Δ w_{i, j} = - η δ_{j} u_{i}

(9)

δ_{j} = \frac{\partial E}{\partial u_{j}} f_{j}^{'} (z_{j}) i f j \in O u t (M)

(10)

δ_{j} = f_{j}^{'} (z_{j}) \sum_{k : j \to k} δ_{k} w_{j, k} i f j \in I n t (M)

(11)

Theorem 1.

[Back-propagation]

Learning equations derive from the principle of descendent gradient expressed by the following Equation [7]:

Δ w_{i, j} = - η \frac{\partial E}{\partial w_{i, j}}

(12)

showing that errors diminish when weights change in the direction opposite to the error gradient of weights.

Proof.

Namely, let us define:

δ_{j} = \frac{\partial E}{\partial z_{j}}

(13)

then, by using Leibniz’s chain rule of derivation, the following equations hold:

Δ w_{i, j} = - η \frac{\partial E}{\partial w_{i, j}} = - η \frac{\partial E}{\partial u_{j}} \frac{\partial u_{j}}{\partial z_{j}} \frac{\partial z_{j}}{\partial w_{i, j}} .

(14)

δ_{j} = \frac{\partial E}{\partial u_{j}} \frac{\partial u_{j}}{\partial z_{j}}

(15)

where learning Equation (9) is obtained by replacing (15) in the right member of (14), thus deriving

z_{j}

according to Equation (5). Equation (10) follows from (15), deriving

u_{j}

according to (6).

Equation (11) comes from Equation (15) when we observe that for an internal neuron, the error derivative is expressed by the chain rule by applying (5) in the calculation of the derivative of

z_{j}

concerning

w_{i, j}

:

\frac{\partial E}{\partial u_{j}} = \sum_{i : j \to i} \frac{\partial E}{\partial z_{i}} \frac{\partial z_{i}}{\partial u_{j}} = \sum_{i : j \to i} \frac{\partial E}{\partial z_{i}} w_{i, j} = \sum_{i : j \to i} δ_{i} w_{i, j} .

(16)

□

Equation (11) is the kernel of the back-propagation of weights updating for reducing the error committed by M in computing F.

Figure 2 illustrates the updating of two weights. The following equations represent this ANN as a system of equations.

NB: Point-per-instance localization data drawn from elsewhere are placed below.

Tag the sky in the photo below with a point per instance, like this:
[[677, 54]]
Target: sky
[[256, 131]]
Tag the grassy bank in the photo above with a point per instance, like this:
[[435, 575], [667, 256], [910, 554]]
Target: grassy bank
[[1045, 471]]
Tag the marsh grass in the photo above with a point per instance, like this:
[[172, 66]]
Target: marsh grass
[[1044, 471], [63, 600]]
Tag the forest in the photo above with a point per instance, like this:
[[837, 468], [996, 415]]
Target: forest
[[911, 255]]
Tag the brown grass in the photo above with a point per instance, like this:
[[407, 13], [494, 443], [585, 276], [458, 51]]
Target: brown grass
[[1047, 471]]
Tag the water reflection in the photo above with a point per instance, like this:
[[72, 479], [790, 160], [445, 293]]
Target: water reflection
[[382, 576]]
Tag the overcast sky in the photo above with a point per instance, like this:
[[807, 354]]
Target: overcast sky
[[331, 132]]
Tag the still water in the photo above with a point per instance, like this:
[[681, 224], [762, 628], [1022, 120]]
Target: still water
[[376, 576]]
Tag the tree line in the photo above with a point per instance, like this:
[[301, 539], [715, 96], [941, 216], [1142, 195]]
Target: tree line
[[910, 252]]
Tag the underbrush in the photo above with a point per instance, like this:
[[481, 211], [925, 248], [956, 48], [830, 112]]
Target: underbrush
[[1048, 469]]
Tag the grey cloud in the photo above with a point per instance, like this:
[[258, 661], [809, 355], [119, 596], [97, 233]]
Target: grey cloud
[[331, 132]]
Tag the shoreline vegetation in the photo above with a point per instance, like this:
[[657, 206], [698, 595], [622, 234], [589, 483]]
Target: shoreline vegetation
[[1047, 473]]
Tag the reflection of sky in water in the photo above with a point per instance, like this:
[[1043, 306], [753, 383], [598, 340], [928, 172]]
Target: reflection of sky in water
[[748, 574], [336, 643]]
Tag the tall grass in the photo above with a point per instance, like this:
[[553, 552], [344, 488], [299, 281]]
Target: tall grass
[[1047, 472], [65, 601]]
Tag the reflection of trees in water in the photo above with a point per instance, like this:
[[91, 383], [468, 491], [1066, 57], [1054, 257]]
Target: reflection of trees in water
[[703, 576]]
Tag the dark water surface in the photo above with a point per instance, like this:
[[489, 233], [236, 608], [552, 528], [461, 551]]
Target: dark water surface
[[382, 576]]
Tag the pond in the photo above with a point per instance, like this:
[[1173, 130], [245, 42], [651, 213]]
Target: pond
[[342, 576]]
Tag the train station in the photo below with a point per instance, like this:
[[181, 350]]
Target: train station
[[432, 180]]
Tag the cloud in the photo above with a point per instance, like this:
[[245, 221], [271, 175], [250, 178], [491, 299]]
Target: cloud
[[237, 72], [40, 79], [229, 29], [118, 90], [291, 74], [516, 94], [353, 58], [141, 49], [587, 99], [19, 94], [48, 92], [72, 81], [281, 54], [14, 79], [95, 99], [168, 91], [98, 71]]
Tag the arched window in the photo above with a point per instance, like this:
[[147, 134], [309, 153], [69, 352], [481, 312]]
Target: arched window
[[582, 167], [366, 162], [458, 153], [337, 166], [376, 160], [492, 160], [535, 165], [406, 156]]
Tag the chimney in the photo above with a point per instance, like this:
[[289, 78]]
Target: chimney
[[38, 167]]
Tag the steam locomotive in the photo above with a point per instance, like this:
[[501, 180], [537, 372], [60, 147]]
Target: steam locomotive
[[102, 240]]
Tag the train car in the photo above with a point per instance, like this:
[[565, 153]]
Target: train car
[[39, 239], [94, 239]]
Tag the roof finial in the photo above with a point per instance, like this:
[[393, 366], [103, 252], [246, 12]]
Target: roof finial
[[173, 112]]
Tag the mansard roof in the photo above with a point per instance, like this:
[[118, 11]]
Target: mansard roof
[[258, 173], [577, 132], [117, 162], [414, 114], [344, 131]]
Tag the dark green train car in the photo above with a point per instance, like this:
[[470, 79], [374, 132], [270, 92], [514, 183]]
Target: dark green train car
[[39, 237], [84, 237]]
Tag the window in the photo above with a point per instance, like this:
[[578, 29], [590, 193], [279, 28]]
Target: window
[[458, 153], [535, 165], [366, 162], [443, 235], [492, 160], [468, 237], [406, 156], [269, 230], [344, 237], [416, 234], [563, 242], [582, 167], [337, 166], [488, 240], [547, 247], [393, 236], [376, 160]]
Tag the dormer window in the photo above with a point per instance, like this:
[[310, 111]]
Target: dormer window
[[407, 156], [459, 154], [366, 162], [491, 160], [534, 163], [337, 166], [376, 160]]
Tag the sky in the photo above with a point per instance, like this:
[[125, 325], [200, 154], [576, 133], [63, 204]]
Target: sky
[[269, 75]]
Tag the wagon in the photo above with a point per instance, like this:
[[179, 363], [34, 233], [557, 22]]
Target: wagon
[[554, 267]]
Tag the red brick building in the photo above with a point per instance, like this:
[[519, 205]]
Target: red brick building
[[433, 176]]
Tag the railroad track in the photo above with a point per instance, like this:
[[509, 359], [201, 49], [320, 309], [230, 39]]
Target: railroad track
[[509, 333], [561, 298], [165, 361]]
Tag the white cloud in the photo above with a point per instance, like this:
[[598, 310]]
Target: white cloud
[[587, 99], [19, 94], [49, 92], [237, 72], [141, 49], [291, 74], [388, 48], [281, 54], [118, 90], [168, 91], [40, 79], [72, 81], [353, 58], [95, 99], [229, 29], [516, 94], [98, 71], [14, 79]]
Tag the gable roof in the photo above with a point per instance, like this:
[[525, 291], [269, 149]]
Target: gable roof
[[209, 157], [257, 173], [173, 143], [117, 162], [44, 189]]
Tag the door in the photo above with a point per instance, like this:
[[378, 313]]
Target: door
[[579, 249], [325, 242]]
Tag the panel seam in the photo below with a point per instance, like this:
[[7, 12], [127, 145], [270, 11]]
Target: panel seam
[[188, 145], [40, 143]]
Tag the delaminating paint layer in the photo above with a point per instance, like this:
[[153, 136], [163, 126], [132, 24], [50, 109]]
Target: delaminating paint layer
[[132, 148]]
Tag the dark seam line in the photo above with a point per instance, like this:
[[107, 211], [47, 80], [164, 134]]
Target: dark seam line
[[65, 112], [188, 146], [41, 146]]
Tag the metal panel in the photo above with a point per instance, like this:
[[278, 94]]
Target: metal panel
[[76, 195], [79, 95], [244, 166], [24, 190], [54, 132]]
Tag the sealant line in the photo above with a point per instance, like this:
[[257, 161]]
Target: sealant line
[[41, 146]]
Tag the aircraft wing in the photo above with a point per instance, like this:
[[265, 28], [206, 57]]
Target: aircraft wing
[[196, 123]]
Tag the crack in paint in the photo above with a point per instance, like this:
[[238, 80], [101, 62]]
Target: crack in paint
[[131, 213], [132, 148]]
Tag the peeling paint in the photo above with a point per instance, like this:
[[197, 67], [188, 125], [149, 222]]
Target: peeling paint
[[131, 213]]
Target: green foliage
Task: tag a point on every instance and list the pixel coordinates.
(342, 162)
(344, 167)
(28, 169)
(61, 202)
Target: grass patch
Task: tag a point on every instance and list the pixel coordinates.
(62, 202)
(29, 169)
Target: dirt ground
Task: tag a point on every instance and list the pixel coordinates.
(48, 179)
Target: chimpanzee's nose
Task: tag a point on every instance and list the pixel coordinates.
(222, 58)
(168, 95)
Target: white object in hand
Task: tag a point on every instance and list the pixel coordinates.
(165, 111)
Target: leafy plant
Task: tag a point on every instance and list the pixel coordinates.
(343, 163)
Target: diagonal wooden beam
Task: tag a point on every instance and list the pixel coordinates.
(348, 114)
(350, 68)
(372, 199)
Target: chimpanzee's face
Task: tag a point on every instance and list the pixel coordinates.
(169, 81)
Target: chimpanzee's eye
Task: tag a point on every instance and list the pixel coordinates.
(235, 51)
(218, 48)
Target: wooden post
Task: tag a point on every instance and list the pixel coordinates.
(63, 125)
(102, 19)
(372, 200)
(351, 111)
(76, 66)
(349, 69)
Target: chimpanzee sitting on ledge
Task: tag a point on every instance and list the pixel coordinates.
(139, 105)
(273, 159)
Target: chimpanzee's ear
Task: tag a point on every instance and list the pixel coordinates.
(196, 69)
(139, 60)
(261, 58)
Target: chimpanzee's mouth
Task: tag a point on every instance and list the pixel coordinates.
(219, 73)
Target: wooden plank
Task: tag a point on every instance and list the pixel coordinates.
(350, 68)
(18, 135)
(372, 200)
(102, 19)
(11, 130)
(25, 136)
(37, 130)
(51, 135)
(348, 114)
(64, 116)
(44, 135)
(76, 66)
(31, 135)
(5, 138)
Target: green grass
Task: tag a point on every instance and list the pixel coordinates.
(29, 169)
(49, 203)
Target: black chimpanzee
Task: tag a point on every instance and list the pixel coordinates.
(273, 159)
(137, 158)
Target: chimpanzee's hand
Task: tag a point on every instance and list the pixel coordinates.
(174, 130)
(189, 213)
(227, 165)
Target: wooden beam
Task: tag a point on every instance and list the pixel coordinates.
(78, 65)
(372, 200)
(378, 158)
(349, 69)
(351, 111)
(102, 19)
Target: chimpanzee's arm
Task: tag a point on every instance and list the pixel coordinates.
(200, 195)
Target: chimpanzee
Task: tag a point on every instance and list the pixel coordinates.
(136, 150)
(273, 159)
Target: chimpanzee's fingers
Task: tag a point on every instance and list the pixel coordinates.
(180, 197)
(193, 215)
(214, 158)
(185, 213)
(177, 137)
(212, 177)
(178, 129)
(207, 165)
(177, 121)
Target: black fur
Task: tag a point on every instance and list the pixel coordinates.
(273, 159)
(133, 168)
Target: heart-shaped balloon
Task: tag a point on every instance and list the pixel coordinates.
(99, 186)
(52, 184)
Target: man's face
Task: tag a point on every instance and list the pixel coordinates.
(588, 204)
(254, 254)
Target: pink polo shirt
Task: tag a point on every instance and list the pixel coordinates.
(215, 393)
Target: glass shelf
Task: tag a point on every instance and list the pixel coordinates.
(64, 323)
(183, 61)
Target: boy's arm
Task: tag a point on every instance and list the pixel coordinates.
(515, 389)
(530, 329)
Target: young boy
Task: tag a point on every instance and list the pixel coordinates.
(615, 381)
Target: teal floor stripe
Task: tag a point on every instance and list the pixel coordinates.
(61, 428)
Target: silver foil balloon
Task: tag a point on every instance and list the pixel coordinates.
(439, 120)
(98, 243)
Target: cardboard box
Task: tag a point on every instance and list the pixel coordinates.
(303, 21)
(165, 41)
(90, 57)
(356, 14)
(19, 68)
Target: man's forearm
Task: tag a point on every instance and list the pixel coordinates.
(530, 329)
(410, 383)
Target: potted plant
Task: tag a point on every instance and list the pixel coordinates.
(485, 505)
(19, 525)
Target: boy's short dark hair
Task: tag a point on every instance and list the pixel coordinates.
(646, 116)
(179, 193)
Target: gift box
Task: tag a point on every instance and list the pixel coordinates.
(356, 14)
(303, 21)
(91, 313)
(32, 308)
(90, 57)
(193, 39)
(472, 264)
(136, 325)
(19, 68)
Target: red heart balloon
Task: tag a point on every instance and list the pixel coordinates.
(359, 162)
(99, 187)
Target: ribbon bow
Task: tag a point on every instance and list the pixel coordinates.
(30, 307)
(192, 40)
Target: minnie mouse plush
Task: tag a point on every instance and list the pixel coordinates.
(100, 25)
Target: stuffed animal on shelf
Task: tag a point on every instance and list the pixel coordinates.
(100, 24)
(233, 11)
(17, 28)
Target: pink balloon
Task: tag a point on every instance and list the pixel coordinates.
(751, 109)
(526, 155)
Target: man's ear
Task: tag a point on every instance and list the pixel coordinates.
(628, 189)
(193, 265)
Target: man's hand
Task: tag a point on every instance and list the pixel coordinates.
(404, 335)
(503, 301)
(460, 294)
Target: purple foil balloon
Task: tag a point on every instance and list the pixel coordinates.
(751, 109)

$u_{6} = f_{6} (w_{3, 6} x_{3})$
$u_{5} = f_{5} (w_{3, 5} x_{3} + w_{2, 5} x_{2})$
$u_{4} = f_{4} (w_{2, 4} x_{2} + w_{1, 4} x_{1})$
$y_{7} = f_{6} (w_{6, 7} u_{6} + w_{5, 7} u_{5})$
$y_{8} = f_{5} (w_{5, 8} u_{5} + w_{4, 8} u_{4})$
$y_{9} = f_{4} (w_{4, 9} u_{4}) .$

If we replace the first three equations in the last three equations the ANN is expressed as a composition of its transfer functions:

$y_{7} = f_{6} (w_{6, 7} f_{6} (w_{3, 6} x_{3}) + w_{5, 7} f_{5} (w_{3, 5} x_{3} + w_{2, 5} x_{2}))$
$y_{8} = f_{5} (w_{5, 8} f_{5} (w_{3, 5} x_{3} + w_{2, 5} x_{2}) + w_{4, 8} f_{4} (w_{2, 4} x_{2} + w_{1, 4} x_{1}))$
$y_{9} = f_{4} (w_{4, 9} f_{4} (w_{2, 4} x_{2} + w_{1, 4} x_{1})) .$

4. Attention Mechanisms

The term “Attention” is used widely in cognitive processes, as the capacity of a “cognitive agent” to focus on relevant stimuli and appropriately respond to them. This general meaning is the basis of the following discussion aimed at defining a more specific sense in the context of ANN. To avoid possible misunderstanding, we mention that, in neural networks, the term has a specialist meaning, referred to as the “attention learning” mechanism [26] introduced in sentence translation, but this is not what we are interested in discussing in this paper.

What is the function of a neuron in our brain? With a sort of wordplay, a mathematical function. It calculates when producing signals on efferent synapses, in correspondence to the signals received on its afferent synapses.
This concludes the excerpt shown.